Hash algorithms authorized for use with hash_message()

Storage formats

Serialization of cryptoconfs and cryptainers is done using Pymongo's Extended Json format (bson might one day be used as an alternative). This Json dialect indeed supports many more data types: bytes, UUIDs, datetimes...

Hint: to convert base64 UUIDs stored in containers to a more natural hexadecimal form, use a converter like https://base64.guru/converter/decode/hex

The encrypted payload of cryptainers can either be stored as base64 string inside the JSON cryptainer (inline mode), or in a raw ciphertext file nearby (offloaded mode).

Unless specified otherwise, UTF8 is assumed as the encoding of all text data (ex. for decryption reports).

Communication protocols

Communication with remote APIs is done using JSON-RPC, but still with Pymongo's Extended Json dialect.

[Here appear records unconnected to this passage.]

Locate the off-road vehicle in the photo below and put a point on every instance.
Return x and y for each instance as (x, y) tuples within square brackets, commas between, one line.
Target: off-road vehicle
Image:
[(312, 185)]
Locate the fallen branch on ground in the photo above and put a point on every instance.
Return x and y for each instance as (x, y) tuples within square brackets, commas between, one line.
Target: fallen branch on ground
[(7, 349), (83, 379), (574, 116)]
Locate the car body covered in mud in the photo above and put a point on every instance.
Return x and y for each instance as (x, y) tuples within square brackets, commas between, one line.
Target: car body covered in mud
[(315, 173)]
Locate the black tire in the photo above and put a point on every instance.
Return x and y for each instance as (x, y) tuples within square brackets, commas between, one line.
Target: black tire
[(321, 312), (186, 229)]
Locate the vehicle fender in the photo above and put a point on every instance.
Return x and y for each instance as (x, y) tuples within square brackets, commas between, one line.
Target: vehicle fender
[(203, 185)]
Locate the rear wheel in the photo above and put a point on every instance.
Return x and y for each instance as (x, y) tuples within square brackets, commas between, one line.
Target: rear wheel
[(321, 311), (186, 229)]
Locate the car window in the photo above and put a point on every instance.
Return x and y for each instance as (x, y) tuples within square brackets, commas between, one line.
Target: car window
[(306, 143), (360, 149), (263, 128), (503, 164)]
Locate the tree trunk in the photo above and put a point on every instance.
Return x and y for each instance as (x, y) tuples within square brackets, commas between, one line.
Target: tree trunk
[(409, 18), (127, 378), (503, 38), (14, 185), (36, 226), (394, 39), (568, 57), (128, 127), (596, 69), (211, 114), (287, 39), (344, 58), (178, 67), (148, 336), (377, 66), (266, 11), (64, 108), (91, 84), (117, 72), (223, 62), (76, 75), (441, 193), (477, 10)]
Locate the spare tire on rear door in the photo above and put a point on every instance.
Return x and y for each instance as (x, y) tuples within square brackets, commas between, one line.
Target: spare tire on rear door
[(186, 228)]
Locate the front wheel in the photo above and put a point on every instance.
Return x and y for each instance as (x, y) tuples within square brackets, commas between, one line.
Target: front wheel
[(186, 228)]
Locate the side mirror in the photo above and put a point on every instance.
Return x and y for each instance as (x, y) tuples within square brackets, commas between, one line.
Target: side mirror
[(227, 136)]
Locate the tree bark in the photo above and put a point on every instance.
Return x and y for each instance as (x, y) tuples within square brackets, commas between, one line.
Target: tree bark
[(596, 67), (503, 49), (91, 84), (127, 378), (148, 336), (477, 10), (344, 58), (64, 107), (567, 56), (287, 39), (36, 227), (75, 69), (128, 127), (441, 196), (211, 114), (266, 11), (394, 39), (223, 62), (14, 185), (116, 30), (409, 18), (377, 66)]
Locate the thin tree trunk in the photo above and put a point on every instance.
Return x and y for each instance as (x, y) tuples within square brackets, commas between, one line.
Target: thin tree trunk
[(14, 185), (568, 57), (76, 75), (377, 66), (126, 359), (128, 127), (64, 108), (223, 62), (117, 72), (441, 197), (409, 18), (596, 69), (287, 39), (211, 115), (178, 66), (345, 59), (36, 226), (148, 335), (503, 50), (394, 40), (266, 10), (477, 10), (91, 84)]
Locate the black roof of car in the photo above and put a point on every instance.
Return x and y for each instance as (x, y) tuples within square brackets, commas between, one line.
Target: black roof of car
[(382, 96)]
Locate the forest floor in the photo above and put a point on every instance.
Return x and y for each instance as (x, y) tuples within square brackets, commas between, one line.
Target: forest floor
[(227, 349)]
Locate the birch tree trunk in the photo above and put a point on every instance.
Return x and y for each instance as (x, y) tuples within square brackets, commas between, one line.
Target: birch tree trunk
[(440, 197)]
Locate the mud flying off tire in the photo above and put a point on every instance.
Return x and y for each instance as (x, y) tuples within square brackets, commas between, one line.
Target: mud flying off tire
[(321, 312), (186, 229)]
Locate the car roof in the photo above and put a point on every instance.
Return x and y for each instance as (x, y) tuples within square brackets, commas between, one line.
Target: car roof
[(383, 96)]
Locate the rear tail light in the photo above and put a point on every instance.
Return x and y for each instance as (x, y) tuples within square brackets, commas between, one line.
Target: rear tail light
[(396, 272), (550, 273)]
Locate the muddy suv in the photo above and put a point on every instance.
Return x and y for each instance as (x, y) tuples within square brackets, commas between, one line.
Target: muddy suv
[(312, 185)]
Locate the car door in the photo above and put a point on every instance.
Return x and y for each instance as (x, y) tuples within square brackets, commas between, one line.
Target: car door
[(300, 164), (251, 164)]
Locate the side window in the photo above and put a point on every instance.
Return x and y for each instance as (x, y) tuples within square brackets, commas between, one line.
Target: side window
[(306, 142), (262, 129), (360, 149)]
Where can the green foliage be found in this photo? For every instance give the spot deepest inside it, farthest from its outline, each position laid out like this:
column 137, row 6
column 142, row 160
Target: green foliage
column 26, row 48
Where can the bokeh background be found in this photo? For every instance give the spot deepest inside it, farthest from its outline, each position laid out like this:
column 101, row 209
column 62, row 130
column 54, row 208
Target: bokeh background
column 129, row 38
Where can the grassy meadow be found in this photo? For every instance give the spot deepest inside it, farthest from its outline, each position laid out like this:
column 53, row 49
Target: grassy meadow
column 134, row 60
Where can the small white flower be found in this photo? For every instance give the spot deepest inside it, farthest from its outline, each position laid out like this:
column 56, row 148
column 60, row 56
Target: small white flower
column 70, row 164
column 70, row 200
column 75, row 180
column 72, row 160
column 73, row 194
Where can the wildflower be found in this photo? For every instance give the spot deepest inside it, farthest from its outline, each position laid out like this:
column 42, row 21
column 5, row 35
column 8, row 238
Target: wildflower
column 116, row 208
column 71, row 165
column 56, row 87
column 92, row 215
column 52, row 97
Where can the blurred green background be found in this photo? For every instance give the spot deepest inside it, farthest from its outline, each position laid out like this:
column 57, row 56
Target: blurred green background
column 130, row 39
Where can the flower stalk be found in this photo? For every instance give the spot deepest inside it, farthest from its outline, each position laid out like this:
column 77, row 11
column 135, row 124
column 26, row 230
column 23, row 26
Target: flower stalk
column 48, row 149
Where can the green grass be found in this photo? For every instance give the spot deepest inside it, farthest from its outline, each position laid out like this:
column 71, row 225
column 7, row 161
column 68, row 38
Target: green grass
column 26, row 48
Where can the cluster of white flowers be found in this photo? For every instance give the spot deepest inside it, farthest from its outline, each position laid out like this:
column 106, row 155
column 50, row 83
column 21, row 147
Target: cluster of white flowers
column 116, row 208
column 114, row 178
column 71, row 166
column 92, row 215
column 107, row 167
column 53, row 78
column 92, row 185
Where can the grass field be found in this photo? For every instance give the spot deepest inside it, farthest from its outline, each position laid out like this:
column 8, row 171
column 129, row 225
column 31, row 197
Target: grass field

Errors are reported using our custom StatusSlugs implementation, which facilitate transmitting hierachical exceptions in webservices.

In the future, other API types (ex. RESTful) could be implemented similarly, to facilitate integration with other languages and platfoms.

Notes on safety and performance

  • Encryption tags/macs should be computed on ciphertexts (encrypted payloads), not plaintext (initial data). Attempting decryption on crafted payloads is indeed an important attack vector, so integrity checks should occur before decryption, thanks to proper tags/macs. We shall rely on modern ciphers with AEAD (for Authenticated Encryption with Associated Data) to have both confidentiality and integrity in the same process.

  • Security resides in the cryptosystem as a whole, not in individual algorithms. So it's more important to ensure that each workflow step is immune to main attack vectors, than to relentlessly seek safer algorithms and longer keys.

  • Algorithms used should be part of easily accessible headers, not embedded into layers of multi-encrypted data. It is indeed more important to review these selected algorithms and detect broken/obsolete ones, than to hide them from potential attackers to attempt "security through obscurity".

  • Compression of content must occur BEFORE encryption, since ciphertexts naturally have much higher entropy than plaintext. In particular, media data can often achieve high compression ratio at the cost of some accuracy loss.